Fee proposal for San Francisco Botancal Gardens (Arboretum) -- second public meeting

I went to the second meeting last night.

Someone videotaped the first ten minutes:

There are good photos and descriptions on the San Francisco Citizen blog.

I got there a few minutes late, and when I walked in, there was a lot of shouting going on. (This was at about the 1:00 minute point on the video above.) (Editing to add -- I found out later that what happened was that the TPTB originally tried to break the attendees up into smaller groups, in a "workshop" format. People who have been involved in SF politics for a while believe that "workshops" are a standard way for officials to give the appearance of allowing a public hearing without actually paying any attention to what the public has to say.

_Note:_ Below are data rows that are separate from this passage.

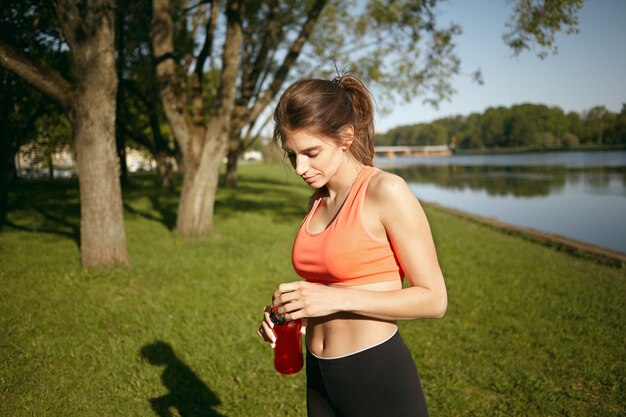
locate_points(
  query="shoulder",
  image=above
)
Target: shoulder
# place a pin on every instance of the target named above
(387, 187)
(392, 197)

Thus, the angry insistence on the attendees not being divided up.) Jim Lazarus, who is on the Parks Commission, took over as moderator, and did a great job of keeping the discussion on track.

But I don't think I came out of the meeting knowing much more than I did when I came in.

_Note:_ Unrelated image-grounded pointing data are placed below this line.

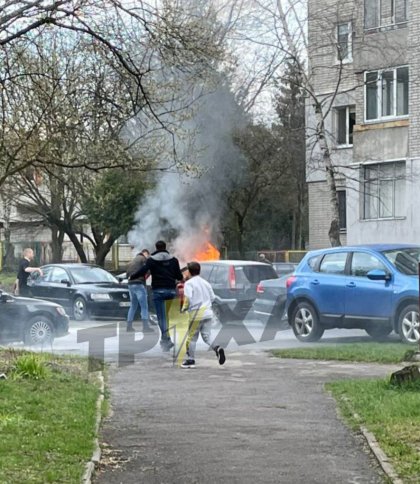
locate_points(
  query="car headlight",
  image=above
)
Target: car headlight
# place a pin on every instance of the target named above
(97, 296)
(60, 310)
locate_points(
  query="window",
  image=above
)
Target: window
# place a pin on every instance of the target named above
(383, 190)
(334, 263)
(345, 121)
(362, 263)
(344, 42)
(341, 194)
(385, 13)
(386, 93)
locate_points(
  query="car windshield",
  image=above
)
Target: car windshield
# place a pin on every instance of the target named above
(405, 260)
(86, 275)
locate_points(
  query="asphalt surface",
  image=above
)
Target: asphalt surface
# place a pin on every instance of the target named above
(257, 419)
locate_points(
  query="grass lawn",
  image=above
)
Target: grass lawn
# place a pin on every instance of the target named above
(47, 418)
(363, 352)
(392, 414)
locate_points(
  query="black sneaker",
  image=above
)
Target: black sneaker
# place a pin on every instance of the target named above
(188, 364)
(220, 353)
(166, 345)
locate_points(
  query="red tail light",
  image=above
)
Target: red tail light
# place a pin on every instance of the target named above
(260, 288)
(290, 281)
(232, 278)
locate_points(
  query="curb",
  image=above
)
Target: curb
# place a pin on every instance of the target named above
(380, 455)
(96, 456)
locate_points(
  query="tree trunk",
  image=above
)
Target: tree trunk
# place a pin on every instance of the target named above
(57, 237)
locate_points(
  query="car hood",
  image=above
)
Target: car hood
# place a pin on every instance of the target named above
(101, 287)
(34, 301)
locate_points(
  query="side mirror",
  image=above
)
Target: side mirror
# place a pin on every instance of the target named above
(378, 275)
(4, 297)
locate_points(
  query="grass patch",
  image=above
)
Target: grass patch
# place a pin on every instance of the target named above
(391, 413)
(363, 352)
(47, 417)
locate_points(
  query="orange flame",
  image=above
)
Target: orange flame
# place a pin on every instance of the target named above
(207, 252)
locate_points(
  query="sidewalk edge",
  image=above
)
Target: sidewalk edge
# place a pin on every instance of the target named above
(380, 456)
(96, 455)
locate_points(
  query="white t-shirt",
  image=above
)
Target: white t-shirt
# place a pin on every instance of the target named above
(199, 295)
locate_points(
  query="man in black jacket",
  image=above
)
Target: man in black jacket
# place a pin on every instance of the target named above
(165, 272)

Botanical Gardens director Brent Dennis said that in a survey they did a couple of years ago, before the Academy of Sciences reopened (which presumably has increased the number of people visiting the Gardens), there were 400,000 visitors per year.

Half of those were San Francisco residents (a number that seems low to me).

If they implement the fee, then ticketing staff will cost about $148,000 per year (that also sounds low).

He said that would generate about $400,000 total, with $100,000 to $150,000 going to Park & Rec and the rest going to Arboretum improvements.

Several people asked what, exactly, the budget shortfall is for the Arboretum, and how much money would be needed to maintain the Gardens the way it is now. Those were key questions, IMO. Lazarus wasn't giving direct answers, and eventually he said that they couldn't answer those questions now, because it will depend on what the shortfall will be for parks budget overall, and what part of that budget will go to the Arboretum.

Apparently, it's not proportional. A decrease of X% for the parks overall wouldn't necessarily mean an X% decrease for the Arboretum. The Arboretum seems to have some sort of protected status, having far more gardeners for its size than other park sites, and being able to hold onto them longer.

This all seemed so vague. No one really knows how much money the Gardens needs to keep up the status quo for the long term or even for the short term -- the officials just say that what they have isn't enough. And there was still some mushing together, though less so than in the last meeting, of the ideas of maintaining the gardens as they are now versus building them into a world-class "museum."

It's not at all clear how much of the new funds would be going to one objective rather than the other, and I still think the timing of this raises questions. Are TPTB at the Gardens pointing to the budget crisis as a way not only to plug up any budgetary holes, but also as an opportunity to get extra funds to make some long-desired upgrades? (In a 2007 article, Director Dennis was quoted as saying that he wanted to give the Gardens "a higher profile.")

A woman from the public suggested having an open-air cafe inside the Gardens as a way of raising funds, which I thought was a great idea, and a quick vote by show of hands showed a lot of agreement. Someone else (Lazarus?) suggested having people (volunteers?) hand visitors maps as they walk in and ask them for voluntary payment -- but without having the gates, cashiers, ID cards, and mandatory fees. The vote on that was split.

Here's another three minutes of the meeting:

On June 18, there will be a public meeting of the Parks Commission at 4:00 on the 4th Floor of City Hall.